So today I would like to discuss a bit about the much talked about and highly anticipated topic of QE3. Many people have heard of this but few people actually know what it is all about. The basic ideas is that the Federal Reserve has several way it can use to stimulate the economy and one of those ways is quantitative easing. This is the practice of purchasing securities in order to put more money into the economy which tends to lower the long-term interest rates. Once these interest rates are down, investors are more likely to spend money and expand business. This expansion in business is good for the economy and can help to improve the jobs market.
In addition to this latest round of quantitative easing, we have had 2 other recent times where this same process has taken place. The first was in November of 2008 in response to the financial crisis and the second in August of 2010. The goal was that each of these would provide the needed stimulus to the economy but since things have not improved as expected this last round of easing was just announced.
This last announcement that was released stated that the Fed would do two things to try and help the economy. It stated that it would keep short-term interest rates at these low levels until the mid part of 2015 and that it would be buying billions of assets each month until the end of the year. The main difference this time is that these purchases will more of an open ended deal.
So what does this all mean? Well, as traders, anytime the Fed takes action we generally see the markets move quickly and strongly. This can lead to some good trading opportunities but can also bring problems to traders who are not prepared. Let’s take a look at what happened to Gold and Silver as this announcement was made.
Take a look at the 1 min. chart below of gold and how the prices moved quickly and how the volatility increased dramatically.

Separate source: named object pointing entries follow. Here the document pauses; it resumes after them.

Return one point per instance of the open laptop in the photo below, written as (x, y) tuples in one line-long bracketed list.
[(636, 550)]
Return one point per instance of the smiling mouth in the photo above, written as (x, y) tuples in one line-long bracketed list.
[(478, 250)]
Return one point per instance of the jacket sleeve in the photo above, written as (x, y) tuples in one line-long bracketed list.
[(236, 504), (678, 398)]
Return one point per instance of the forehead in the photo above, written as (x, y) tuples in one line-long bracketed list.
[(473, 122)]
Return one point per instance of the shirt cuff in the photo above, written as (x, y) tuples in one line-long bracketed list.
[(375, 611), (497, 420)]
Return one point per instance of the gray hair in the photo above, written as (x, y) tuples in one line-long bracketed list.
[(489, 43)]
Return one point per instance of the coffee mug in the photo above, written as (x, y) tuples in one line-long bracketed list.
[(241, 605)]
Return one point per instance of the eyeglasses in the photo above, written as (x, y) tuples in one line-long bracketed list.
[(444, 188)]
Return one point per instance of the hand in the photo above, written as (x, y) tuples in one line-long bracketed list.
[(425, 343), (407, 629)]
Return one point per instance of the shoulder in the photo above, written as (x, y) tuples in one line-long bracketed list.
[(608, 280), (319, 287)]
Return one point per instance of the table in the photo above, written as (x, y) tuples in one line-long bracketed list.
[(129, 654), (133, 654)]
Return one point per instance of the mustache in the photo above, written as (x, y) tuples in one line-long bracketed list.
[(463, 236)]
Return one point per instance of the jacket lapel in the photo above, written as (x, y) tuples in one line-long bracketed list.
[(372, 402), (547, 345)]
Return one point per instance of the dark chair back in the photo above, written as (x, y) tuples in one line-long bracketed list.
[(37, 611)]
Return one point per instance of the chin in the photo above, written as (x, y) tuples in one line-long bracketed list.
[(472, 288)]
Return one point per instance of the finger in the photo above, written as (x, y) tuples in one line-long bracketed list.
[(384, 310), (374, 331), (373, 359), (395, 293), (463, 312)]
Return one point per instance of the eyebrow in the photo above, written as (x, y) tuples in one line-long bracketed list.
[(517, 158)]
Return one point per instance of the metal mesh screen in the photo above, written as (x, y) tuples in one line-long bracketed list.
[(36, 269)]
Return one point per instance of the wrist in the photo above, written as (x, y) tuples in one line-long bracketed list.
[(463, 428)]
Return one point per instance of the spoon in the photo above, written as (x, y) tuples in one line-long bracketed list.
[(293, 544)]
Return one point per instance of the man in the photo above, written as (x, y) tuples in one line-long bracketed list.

Notice that the arrow points out the approximate time that the FOMC Announcement was made. The initial reaction was for the price to move down, followed by a sharp move up which continued for the next couple of hours. Now take a look at the daily chart below of Silver. Notice that the reaction moved the price of Silver higher and continued with the bullish direction it has been moving.
Remember that whenever the Fed speaks, the markets usually move. As traders we need to be prepared by know when they are talking and what we need to do to protect our positions first, then how we can benefit from these moves second. Whether you trade or wait it’s up to you, just make sure you know what you are doing and don’t let the market dictate your reactions.
In the end Gold and Silver are very bullish so continue to look for opportunities to take advantage of these moves. Once the price begins to show signs of weakness look for the market to retrace a bit. Until then, continue to look for long positions.